Selling calls can be a lucrative way to make money. Savvy traders will sell calls to bullish investors and pocket the debit when the option is out of the money (or left unexercised). Unfortunately, there’s risk potential associated with call selling, which is why most investors sell covered calls. For those who have a huge appetite for risk, there’s also naked call selling

Naked call selling occurs when an investor sells call options without owning the underlying security. An option that’s in-the-money can quickly become problematic for a naked seller. Because they don’t own the security, they’ll need to buy it to fulfill the contract. The higher the stock price goes, the more money they’ll lose on a naked call. 

Why take the risk? For seasoned traders, naked call selling offers an opportunity to pocket options premiums as profits, without paying to hedge this bet in some way. It’s a dangerous prospect that’s best avoided. 

Learn more about naked call selling

Naked vs. Covered Call Selling

Traditional call selling is covered. Covered calls are those with a hedge against them, in the form of an equivalent security. For example, you might write a call option for ABC Company at a strike price of $30. If you own 100 shares of ABC Company, you have the ability to “cover” that call if and when it’s exercised. Essentially, a covered call has a safeguard in the event of a bullish run on the price. Because you own the shares, you can deliver them at the strike price.

Naked calls don’t have a hedge—meaning the investor doesn’t have the underlying security and therefore, will pay a premium if and when the call is exercised. They’ll need to buy the shares at the strike price and deliver them, which will incur a loss on the original investment—even after factoring in the premium collected when writing the call. 

Naked Call Selling vs. Naked Shorting

There’s considerable confusion between naked call selling and naked shorting. Both are aggressively bearish practices, but differ in key ways. Naked call selling involves writing an options contract for un-held shares, with the expectation those shares will lose value. Naked shorting involves selling shares not borrowed or owned, with the intent to buy them later at a lower price. 

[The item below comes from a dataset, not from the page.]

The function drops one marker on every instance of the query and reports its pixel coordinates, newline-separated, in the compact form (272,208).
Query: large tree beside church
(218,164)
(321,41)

There’s also a big difference in terms of legality. Naked call selling is perfectly legal, albeit risky. Naked shorting is illegal, because the short interest may exceed the total available shares. To short a stock, traders must first borrow the shares to ensure appropriate liquidity. Brokers enforce this policy to prevent naked shorting; however, it can still occur due to arbitrage and discrepancies between electronic trading systems. 

Selling Calls Assumes a Short Position

Whether naked or covered, selling calls assume a short position. You’re selling the call option to an investor who’s bullish on the stock’s prospects. It essentially comes down to a bet on good vs. bad performance, with call sellers on the side of the latter. Call sellers tend to assume a more bearish stance.

Naked call selling is the ultimate bearish bet. Selling calls without a hedge in the form of stock purchase or an offsetting call position shows zero confidence in the market. Many naked call sellers believe in broad market downturn—it’s their thesis for call selling. Naked selling is a doubling-down of an already bearish bet. 

An Example of Naked Calls, Gone Wrong

Many investors are lured into call selling by the promise of collecting the premium on the option contract. They choose not to cover the call because doing so costs money and eats into ROI. Instead, they sell the call naked. Here’s what it looks like when a naked call option goes wrong:

The price of ABC Company’s stock is $35. Jim is bearish on the company, so he writes a call option for $40. He’s so confident in his sentiment that he doesn’t cover the call—instead, he sells it naked. He pockets the $500 premium from the contract. However, in a few weeks, the company’s stock price is at $40. Then, it reaches $45. Then $50. By the time the contract comes to fruition, the share price is $60.

In this scenario, Jim will end up paying $60 for 100 shares of ABC Company ($6,000). Subtracting his $500 profit from writing the contract, his losses amount to $5,500. He then sells them to the investor at the strike price of $40, bringing in $4,000. At the end of the transaction, his total losses are $1,500.

Losses on naked calls can be catastrophic for investors with multiple open contracts trending in a bullish direction. The higher the share price goes, the more it costs to buy the security and the larger the expense will be for whoever wrote the option. In the above scenario, Jim’s losses amounted to three times what he would’ve made in profit had the call simply expired out of the money.  

Check Your Appetite for Risk

Naked calls have limited upside and unlimited downside. Without any protection against price appreciation, investors can find themselves out more and more money as a stock’s price continues to rise. Losses are inversely proportional to price appreciation. A bet on a naked call needs to be a confident one! It’s why most investors opt for covered calls, or follow their bullish sentiments as opposed to bearish ones. In either case, selling naked calls is an easy way to pocket contract premiums… but an equally easy way to put yourself at risk as a stock’s price climbs.